オリヴィエは、あいつは自分の格好なんて考えずに戦っていた。それに比べて俺はどうだ。相手の見てくれに惑わされただけではないのか? 自分に腹が立つ。
「すまない」
「すまない、ではありません! あ、あんな露出狂みたいな女に誑かされるだなんて!」
「な! 誰が露出狂だ!?」
オリヴィエが驚いたように声を出す。
「貴方は自分が今どのような格好をしているのか理解していらっしゃるのですか!? し、しかも貴方はあろうことか、お兄様に、だ、抱きつくだなんて!? わ、私だってまだ……! その上」
「まてカルラ、あれは攻撃の性質上やむをえないことだ。ああしなければ確実に攻撃を当てることはできなかった。それに服のことにしても苦肉の策なのだからな」
「お兄様!? この女の肩を持つのですか!?」
肩を持つって、事実なんだからそれ以外言うことはないだろう。
「お前、全力で戦った相手にその言い草はないだろう」
「それは!」
「オリヴィエはベストを尽くした、それだけだ。非難されることは何もしていない」
「でも天蓋君、彼女のこと押し倒したじゃないですか。ずるいです……」
さくら? お前何を言っているんだ。
「そうです! ずるいです! 私も要求します!」
「なんで?」
「なんで!? なんでって。それは、その」
カルラは顔を真っ赤にしている。なぜだ、関節技を仕掛けるためにやったことだぞ。それがどうしてずるいになる。

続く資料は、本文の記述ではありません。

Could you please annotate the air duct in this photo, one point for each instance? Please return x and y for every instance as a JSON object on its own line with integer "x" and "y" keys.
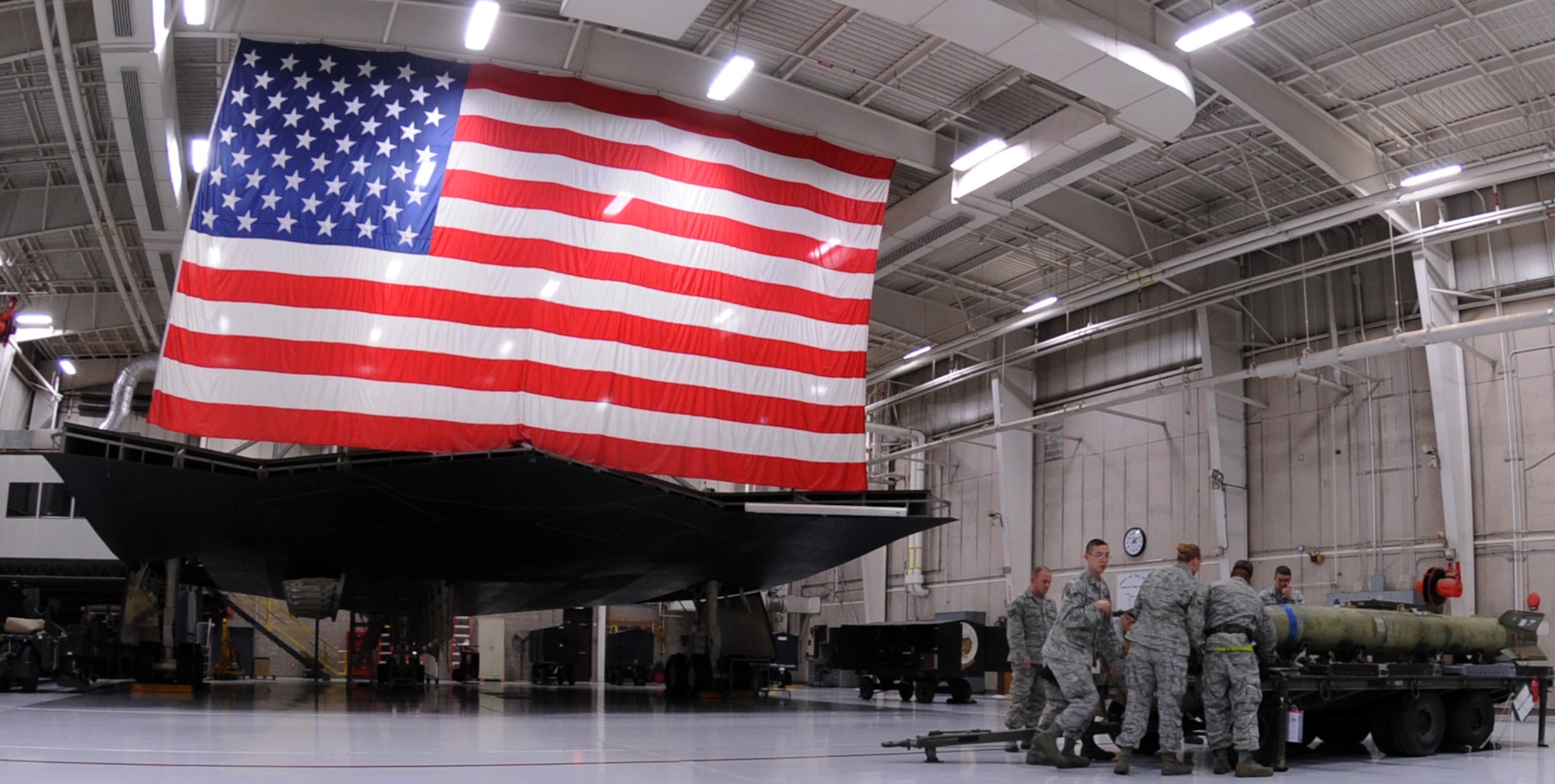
{"x": 124, "y": 397}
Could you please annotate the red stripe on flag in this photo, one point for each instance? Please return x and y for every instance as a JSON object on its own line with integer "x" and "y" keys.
{"x": 424, "y": 302}
{"x": 655, "y": 161}
{"x": 419, "y": 434}
{"x": 505, "y": 375}
{"x": 599, "y": 99}
{"x": 529, "y": 195}
{"x": 624, "y": 268}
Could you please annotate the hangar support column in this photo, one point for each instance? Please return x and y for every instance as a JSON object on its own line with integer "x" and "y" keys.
{"x": 1434, "y": 280}
{"x": 1015, "y": 450}
{"x": 1226, "y": 423}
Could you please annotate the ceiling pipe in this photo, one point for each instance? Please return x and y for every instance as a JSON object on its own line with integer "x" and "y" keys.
{"x": 75, "y": 158}
{"x": 1277, "y": 369}
{"x": 144, "y": 324}
{"x": 1512, "y": 169}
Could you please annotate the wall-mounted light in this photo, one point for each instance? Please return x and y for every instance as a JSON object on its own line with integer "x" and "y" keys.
{"x": 195, "y": 13}
{"x": 1206, "y": 35}
{"x": 979, "y": 155}
{"x": 730, "y": 78}
{"x": 483, "y": 19}
{"x": 1431, "y": 176}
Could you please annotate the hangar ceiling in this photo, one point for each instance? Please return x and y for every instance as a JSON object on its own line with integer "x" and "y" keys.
{"x": 1321, "y": 105}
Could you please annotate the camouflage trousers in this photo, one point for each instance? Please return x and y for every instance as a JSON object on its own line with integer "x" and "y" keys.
{"x": 1162, "y": 677}
{"x": 1027, "y": 697}
{"x": 1231, "y": 700}
{"x": 1072, "y": 699}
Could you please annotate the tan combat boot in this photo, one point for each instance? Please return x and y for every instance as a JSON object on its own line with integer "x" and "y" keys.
{"x": 1249, "y": 767}
{"x": 1223, "y": 761}
{"x": 1172, "y": 765}
{"x": 1125, "y": 756}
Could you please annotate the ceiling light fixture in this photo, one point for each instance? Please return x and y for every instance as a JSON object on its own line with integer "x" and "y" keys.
{"x": 1214, "y": 32}
{"x": 730, "y": 78}
{"x": 1044, "y": 302}
{"x": 483, "y": 18}
{"x": 200, "y": 155}
{"x": 1431, "y": 176}
{"x": 620, "y": 203}
{"x": 195, "y": 13}
{"x": 982, "y": 153}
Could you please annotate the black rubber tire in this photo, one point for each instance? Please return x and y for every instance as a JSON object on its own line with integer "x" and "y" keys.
{"x": 960, "y": 691}
{"x": 924, "y": 689}
{"x": 677, "y": 671}
{"x": 1470, "y": 719}
{"x": 1340, "y": 728}
{"x": 701, "y": 678}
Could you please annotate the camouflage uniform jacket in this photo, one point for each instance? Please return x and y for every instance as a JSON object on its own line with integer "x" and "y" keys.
{"x": 1030, "y": 619}
{"x": 1080, "y": 624}
{"x": 1232, "y": 602}
{"x": 1170, "y": 612}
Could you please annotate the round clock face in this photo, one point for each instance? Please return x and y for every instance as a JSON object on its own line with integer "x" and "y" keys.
{"x": 1134, "y": 542}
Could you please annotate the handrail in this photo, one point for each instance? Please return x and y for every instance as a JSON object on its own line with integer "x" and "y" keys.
{"x": 299, "y": 635}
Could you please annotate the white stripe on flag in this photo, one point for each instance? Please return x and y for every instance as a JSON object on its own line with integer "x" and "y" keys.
{"x": 487, "y": 343}
{"x": 390, "y": 399}
{"x": 408, "y": 270}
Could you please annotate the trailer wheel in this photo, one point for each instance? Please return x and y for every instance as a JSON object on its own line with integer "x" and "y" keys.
{"x": 926, "y": 691}
{"x": 1416, "y": 722}
{"x": 960, "y": 691}
{"x": 676, "y": 672}
{"x": 1470, "y": 719}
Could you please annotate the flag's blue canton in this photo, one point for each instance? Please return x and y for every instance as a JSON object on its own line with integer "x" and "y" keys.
{"x": 330, "y": 147}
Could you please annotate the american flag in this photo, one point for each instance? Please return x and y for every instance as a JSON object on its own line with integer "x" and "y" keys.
{"x": 399, "y": 253}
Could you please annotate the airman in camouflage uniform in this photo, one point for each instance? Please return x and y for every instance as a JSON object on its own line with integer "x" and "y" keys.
{"x": 1235, "y": 622}
{"x": 1282, "y": 591}
{"x": 1170, "y": 627}
{"x": 1085, "y": 615}
{"x": 1030, "y": 618}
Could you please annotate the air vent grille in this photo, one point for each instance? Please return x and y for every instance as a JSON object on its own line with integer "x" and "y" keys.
{"x": 1069, "y": 167}
{"x": 138, "y": 139}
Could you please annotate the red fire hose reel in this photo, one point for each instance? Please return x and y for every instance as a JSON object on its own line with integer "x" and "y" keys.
{"x": 1439, "y": 585}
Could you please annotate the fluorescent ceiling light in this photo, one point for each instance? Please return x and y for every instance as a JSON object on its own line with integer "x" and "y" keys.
{"x": 620, "y": 203}
{"x": 483, "y": 18}
{"x": 984, "y": 152}
{"x": 200, "y": 155}
{"x": 195, "y": 12}
{"x": 1431, "y": 176}
{"x": 1215, "y": 30}
{"x": 730, "y": 78}
{"x": 1041, "y": 304}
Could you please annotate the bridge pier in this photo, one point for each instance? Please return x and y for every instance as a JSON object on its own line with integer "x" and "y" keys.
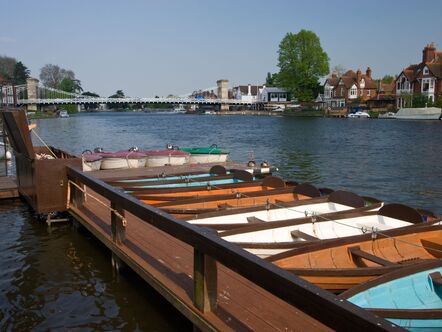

「とにかく、俺は何もずるいことなどしてはいないし、文句があるならデュエルで決着をつければいいことだ。わかったな」
「ずいぶんと強引にまとめたな」
ゲイル、意外と余裕ありそうだな、お前。
「ゲイル、意識があるなら宣言を頼む」
「ああ、そうだジャッジとしての仕事がまだだったな。勝負あり! 素良天蓋の勝利!」
まずは一勝だ。体力も温存できている。次も落とすことはないだろう。
「次のデュエルは少し休憩してから始めるか」
「次? 次って何の話だ」
「デュエルは普通一回勝負だぞ」
「何! デュエルとは三回勝負のことではないのか!?」
周りを見回す。
お前ら何を不思議そうに俺を見つめている。間違っているのはこいつらだろ?
「お、おいオリヴィエ! お前一回勝負でいいのか!? 満足できるのか!?」
「悔しいが、使えるものは全て駆使した。それでこの結果なのだ、私の完敗だ」
オリヴィエ……。そんな。
俺はあまりにものショックに地面にひざをつける。デュエルが一回勝負だと? ふざけるなよ……そんなこと。
「おい、大丈夫か?」
「そんなわけ、ないだろう。こんなんじゃ……満足、できないぜ……」
「重症だな」
他人事みたいに言いやがって。
「とにかく、もうすぐHRが始まる。早く教室に向かえ。風紀委員の私の目の前で遅刻は許さん」
風紀委員の人の言われるがままに、教室へ向かう。いつまでも過ぎたことで悩んでも仕方がない。
デュエルが一回勝負なら、それで満足するしかないじゃないか。そう思うしかあるまい。
こうしてデュエルの幕は閉じた。これから最初の授業が始まる。せいぜい楽しむか。